RF circuit PCB design

General layout principle: components should be arranged in the same direction as much as possible, and the phenomenon of poor welding can be reduced or even avoided by choosing the direction in which the PCB enters the tin melting system; according to experience, there must be at least 0.5mm spacing between components to meet the tin melting requirements of components. If the space of the PCB board allows, the spacing between components should be as wide as possible.
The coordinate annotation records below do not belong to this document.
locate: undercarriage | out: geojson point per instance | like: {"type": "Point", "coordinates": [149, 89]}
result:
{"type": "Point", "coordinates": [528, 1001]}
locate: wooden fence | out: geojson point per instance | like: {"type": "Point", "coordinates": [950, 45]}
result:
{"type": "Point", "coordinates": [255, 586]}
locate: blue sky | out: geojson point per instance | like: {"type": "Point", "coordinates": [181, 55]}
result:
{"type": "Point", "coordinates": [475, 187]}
For double-sided boards, one side should generally be designed with SMD and SMC components, and the other side should be discrete components.

Note in layout:

*First determine the position of the interface components with other PCB boards or systems on the PCB board, and pay attention to the coordination issues between the interface components (such as the direction of the components, etc.).
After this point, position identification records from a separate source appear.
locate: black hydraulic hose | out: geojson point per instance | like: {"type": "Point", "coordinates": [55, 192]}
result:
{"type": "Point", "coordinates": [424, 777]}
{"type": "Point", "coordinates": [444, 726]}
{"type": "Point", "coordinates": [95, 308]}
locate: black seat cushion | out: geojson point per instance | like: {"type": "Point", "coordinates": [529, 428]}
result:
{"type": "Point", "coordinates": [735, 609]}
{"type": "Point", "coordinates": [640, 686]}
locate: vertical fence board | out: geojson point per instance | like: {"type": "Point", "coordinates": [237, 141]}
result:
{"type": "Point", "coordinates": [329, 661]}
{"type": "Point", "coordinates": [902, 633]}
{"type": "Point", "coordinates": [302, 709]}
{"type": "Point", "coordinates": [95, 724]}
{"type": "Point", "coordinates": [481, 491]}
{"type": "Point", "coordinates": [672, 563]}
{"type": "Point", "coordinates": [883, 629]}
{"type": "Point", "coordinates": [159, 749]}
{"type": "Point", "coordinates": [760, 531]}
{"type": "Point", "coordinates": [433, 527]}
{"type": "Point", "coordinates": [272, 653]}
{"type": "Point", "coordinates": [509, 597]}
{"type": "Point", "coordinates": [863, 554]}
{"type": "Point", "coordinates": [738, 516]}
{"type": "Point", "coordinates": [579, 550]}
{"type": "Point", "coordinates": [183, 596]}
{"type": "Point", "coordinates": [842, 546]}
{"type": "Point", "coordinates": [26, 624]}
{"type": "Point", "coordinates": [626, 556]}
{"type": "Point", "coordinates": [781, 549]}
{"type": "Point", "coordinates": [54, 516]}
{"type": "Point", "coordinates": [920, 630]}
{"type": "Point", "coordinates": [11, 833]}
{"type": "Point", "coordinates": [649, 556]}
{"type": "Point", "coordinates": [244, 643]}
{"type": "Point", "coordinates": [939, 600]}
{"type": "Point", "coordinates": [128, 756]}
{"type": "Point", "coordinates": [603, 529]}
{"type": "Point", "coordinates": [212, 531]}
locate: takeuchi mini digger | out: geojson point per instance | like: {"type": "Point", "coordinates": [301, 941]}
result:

*Because the size of handheld products is very small and the components are arranged very compactly, larger components must be given priority, the corresponding positions must be determined, and the coordination issues between them must be considered.

• Carefully analyze the circuit structure, process the circuit in blocks (such as high-frequency amplifier circuit, mixer circuit and demodulation circuit, etc.), separate strong electric signals from weak electric signals as much as possible, separate digital signal circuits from analog signal circuits, and arrange the circuits that complete the same function within a certain range as much as possible to reduce the signal loop area; the filter network of each part of the circuit must be connected nearby, which can not only reduce radiation, but also reduce the probability of interference, according to the anti-interference ability of the circuit.
• Group the unit circuits according to their different sensitivity to electromagnetic compatibility during use. When laying out the components that are susceptible to interference in the circuit, try to avoid interference sources (such as interference from the CPU on the data processing board, etc.).

4.Wiring

After the layout of the components is basically completed, wiring can be started. The basic principle of wiring is: when the assembly density permits, try to use low-density wiring design, and the signal routing should be as consistent as possible, which is conducive to impedance matching.
For RF circuits, unreasonable design of the direction, width, and line spacing of signal lines may cause cross interference between signal transmission lines; in addition, the system power supply itself also has noise interference, so comprehensive consideration must be given to reasonable wiring when designing the RF circuit PCB.

When wiring, all wiring should be kept away from the border of the PCB board (about 2mm) to avoid the risk of wire breakage or wire breakage during PCB board production.

The power line should be as wide as possible to reduce loop resistance. At the same time, the direction of the power line and ground line should be consistent with the direction of data transmission to improve anti-interference ability; the signal line should be as short as possible and the number of vias should be minimized; the connection between components should be as short as possible to reduce distributed parameters and mutual electromagnetic interference; incompatible signal lines should be kept away from each other, and parallel wiring should be avoided as much as possible, and the signal lines on the two sides of the positive direction should be perpendicular to each other; when wiring, the address where a corner is required should be 135°, and right angles should be avoided.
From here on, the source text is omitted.